When you hear the word 'instrument' what comes to mind? A glossy black piano? An old man with a banjo? The acoustic guitar you rocked at college whilst trying to be mysterious? For me, it's something entirely different. The shiny, sharp scalpel, the surgical instrument that saved my hand, that fixed my knee, that scarred me for ever more.
Mental Health awareness week happened at some point (probably shoved in between Autism awareness week and 'Talk like a pirate' day) in this week you're supposed to reflect upon someone you know who suffered with mental illness, maybe put a nice picture on your Facebook page and talk about how your sisters brothers cousin was once a bit sad. The reality is a whole different ball game, the reality leaves very non-surgical scars.
My right hand, and arm, are a mess of marks, bumpy, uneven, some caused by a scalpel (neat scar on my palm) some by gravel (all the way up my forearm) some by my own stupid driving (the massive bumpy pink splodge on my hand). These scars have a story, a tale that's told to impress, to warn and to educate people on why driving fast in a dark, wet lane can be bad for your health.
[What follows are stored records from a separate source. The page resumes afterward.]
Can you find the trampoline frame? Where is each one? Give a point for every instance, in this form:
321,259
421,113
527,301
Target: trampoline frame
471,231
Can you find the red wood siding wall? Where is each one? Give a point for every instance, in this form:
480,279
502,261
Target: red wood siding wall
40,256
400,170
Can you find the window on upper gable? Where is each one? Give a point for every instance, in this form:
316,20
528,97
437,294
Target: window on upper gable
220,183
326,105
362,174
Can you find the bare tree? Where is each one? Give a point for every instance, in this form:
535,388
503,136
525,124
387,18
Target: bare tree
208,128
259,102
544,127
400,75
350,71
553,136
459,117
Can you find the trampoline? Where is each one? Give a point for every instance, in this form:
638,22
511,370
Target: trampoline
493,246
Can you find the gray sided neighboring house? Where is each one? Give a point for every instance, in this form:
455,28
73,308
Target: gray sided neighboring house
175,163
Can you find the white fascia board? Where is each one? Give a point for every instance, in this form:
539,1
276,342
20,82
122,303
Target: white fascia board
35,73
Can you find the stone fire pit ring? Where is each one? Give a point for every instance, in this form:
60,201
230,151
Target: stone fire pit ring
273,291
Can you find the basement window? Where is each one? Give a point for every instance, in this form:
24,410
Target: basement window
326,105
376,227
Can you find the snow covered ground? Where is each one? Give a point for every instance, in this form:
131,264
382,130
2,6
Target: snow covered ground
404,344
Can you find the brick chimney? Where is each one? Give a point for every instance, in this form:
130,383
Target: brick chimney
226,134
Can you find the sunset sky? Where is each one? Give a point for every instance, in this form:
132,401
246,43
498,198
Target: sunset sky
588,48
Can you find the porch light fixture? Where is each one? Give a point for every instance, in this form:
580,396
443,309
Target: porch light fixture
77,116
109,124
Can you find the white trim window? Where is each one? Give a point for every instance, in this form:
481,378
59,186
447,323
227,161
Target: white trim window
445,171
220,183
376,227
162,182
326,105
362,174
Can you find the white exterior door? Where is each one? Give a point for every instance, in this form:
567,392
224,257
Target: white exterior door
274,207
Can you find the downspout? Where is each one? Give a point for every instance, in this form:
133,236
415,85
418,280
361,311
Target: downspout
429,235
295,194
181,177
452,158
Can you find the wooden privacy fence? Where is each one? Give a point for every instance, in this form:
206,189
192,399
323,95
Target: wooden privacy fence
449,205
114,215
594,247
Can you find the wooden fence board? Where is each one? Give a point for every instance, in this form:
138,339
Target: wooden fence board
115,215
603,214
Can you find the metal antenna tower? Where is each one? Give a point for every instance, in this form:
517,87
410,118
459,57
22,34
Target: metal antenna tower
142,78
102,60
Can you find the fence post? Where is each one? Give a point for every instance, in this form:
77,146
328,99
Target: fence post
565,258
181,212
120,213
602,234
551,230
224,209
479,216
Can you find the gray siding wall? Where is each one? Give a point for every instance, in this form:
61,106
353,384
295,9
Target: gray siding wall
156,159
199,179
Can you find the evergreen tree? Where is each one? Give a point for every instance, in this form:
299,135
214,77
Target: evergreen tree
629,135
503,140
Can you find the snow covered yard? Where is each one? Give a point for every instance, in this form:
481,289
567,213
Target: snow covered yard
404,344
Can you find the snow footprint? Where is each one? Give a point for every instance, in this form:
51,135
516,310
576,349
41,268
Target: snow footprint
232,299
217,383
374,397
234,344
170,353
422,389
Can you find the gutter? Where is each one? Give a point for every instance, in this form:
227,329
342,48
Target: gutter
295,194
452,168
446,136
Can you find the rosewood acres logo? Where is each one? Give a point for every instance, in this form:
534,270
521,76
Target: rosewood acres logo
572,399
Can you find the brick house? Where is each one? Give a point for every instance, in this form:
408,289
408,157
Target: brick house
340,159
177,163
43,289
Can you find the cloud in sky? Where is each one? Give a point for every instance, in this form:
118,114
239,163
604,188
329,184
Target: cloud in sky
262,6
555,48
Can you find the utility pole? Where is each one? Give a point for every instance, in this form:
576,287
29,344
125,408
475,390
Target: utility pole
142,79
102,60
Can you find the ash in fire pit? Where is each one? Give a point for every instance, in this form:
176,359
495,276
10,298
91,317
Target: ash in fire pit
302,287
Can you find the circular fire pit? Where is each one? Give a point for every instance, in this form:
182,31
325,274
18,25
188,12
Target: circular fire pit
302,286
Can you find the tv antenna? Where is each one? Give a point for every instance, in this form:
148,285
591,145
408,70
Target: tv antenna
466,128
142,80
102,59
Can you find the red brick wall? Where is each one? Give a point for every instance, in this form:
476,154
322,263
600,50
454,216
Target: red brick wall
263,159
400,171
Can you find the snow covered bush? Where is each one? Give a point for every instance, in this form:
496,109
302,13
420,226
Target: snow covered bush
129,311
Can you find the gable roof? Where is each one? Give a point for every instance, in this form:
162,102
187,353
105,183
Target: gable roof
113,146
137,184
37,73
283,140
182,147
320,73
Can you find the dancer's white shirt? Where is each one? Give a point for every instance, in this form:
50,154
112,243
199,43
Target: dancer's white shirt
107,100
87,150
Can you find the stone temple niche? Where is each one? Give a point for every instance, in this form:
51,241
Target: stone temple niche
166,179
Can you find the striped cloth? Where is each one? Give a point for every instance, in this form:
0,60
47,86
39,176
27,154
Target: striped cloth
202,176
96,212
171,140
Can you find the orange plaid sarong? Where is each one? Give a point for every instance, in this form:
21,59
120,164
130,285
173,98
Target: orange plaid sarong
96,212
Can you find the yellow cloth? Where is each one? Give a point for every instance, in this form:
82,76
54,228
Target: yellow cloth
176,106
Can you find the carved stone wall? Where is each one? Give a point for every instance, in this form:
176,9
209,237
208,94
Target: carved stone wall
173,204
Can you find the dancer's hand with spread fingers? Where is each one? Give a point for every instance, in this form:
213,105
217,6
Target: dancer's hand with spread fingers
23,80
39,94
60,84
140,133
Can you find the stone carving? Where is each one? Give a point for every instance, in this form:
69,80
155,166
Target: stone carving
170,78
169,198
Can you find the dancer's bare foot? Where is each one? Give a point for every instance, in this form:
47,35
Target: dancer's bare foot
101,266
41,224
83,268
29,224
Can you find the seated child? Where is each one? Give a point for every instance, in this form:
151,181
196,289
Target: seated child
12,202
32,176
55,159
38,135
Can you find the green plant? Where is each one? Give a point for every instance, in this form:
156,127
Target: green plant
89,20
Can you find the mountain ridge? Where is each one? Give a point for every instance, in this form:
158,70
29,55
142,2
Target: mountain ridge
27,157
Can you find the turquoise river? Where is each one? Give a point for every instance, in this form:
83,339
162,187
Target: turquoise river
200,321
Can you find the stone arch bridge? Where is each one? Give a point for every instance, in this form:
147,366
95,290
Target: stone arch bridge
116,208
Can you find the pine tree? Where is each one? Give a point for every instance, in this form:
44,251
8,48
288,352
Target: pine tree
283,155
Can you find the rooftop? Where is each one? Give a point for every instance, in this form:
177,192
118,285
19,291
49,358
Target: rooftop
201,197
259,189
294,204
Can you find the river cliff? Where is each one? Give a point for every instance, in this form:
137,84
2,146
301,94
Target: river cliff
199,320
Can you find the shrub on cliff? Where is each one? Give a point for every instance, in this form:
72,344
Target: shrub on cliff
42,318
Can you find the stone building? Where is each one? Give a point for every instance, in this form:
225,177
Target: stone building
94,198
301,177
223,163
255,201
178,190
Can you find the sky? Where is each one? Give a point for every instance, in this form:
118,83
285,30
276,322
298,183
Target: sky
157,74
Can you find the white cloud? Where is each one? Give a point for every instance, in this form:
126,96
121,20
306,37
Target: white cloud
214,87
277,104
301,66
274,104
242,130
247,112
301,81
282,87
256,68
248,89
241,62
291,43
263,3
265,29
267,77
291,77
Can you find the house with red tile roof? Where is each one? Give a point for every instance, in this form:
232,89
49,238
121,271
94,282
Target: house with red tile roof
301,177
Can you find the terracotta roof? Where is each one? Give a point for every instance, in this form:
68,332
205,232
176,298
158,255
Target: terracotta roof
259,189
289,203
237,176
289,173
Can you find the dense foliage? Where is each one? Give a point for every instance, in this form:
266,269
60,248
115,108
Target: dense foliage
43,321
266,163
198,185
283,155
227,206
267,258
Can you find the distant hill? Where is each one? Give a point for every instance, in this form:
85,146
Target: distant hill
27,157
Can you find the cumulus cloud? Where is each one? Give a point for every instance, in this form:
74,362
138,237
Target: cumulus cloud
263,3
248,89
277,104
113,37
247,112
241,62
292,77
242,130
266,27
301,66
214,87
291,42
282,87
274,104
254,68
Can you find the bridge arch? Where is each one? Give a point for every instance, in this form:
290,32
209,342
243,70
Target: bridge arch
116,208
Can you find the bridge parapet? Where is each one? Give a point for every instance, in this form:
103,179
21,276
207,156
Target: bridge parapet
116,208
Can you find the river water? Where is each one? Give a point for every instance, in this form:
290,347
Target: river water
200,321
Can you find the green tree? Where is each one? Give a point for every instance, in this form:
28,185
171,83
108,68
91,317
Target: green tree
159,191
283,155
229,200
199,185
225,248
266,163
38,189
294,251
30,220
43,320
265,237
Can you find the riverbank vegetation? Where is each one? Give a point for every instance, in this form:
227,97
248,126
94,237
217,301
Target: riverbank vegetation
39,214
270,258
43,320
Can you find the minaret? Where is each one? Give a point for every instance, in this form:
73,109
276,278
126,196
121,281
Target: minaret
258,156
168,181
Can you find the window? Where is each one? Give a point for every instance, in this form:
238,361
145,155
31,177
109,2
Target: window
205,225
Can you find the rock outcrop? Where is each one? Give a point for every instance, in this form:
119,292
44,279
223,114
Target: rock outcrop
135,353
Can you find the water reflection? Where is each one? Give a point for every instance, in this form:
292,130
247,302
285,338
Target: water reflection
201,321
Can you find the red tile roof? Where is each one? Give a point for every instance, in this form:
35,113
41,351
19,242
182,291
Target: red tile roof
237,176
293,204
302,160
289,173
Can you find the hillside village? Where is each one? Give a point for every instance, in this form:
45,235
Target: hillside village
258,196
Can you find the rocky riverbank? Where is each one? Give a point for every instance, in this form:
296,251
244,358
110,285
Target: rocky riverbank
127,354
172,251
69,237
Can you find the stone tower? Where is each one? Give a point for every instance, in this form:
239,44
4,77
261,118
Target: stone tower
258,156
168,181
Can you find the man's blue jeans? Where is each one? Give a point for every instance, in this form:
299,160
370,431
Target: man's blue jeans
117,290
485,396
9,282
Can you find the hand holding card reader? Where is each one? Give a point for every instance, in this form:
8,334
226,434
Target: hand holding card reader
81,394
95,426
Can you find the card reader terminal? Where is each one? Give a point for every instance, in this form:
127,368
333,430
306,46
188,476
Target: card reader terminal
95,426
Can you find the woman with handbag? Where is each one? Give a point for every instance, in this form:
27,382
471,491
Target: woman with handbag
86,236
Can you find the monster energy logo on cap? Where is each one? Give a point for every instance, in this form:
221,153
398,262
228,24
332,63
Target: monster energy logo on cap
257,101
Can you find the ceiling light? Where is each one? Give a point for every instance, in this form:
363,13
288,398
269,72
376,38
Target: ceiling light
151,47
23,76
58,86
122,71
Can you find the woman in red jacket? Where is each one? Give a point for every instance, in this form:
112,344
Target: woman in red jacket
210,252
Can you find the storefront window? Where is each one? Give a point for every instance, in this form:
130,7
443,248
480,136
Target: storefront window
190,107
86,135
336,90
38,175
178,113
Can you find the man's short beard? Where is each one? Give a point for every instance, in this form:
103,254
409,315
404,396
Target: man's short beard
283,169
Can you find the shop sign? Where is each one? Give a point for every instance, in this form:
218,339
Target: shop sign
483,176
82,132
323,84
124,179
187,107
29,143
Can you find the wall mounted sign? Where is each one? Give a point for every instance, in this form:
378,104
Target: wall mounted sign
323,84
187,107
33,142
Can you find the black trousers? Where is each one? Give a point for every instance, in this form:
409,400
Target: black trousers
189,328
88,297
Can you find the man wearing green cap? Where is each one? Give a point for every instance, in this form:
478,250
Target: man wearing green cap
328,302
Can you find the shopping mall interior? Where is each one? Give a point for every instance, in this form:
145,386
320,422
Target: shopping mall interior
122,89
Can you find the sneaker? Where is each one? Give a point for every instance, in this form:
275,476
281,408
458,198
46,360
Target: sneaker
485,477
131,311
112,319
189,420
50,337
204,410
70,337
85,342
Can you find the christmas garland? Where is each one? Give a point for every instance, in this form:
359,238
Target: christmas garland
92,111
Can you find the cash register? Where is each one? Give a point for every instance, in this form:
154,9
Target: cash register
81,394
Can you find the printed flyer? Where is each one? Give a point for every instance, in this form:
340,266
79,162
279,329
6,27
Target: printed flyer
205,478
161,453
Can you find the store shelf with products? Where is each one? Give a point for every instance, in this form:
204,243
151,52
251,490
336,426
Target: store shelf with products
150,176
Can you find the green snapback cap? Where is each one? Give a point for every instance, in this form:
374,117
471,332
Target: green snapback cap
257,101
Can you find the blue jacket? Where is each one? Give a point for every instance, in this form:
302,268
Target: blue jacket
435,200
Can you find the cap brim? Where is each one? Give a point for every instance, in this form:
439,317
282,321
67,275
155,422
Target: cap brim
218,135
My left arm however, tells a very different story. Those neat fine lines on my upper arm are each caused by an argument, by an upset, by the feeling of just not being good enough, of needing to feel alive and needing to let the hatred seep out. Each of those lines represents the (pardon my french) but shit storm that was happening at that point in my life. Those lines are a completely different, less shiny, page of my story.
Each of these marks are necessary, some to save, some to harm, some to fix that dodgy knee.
All to teach, all to learn from and all to remember for what they are.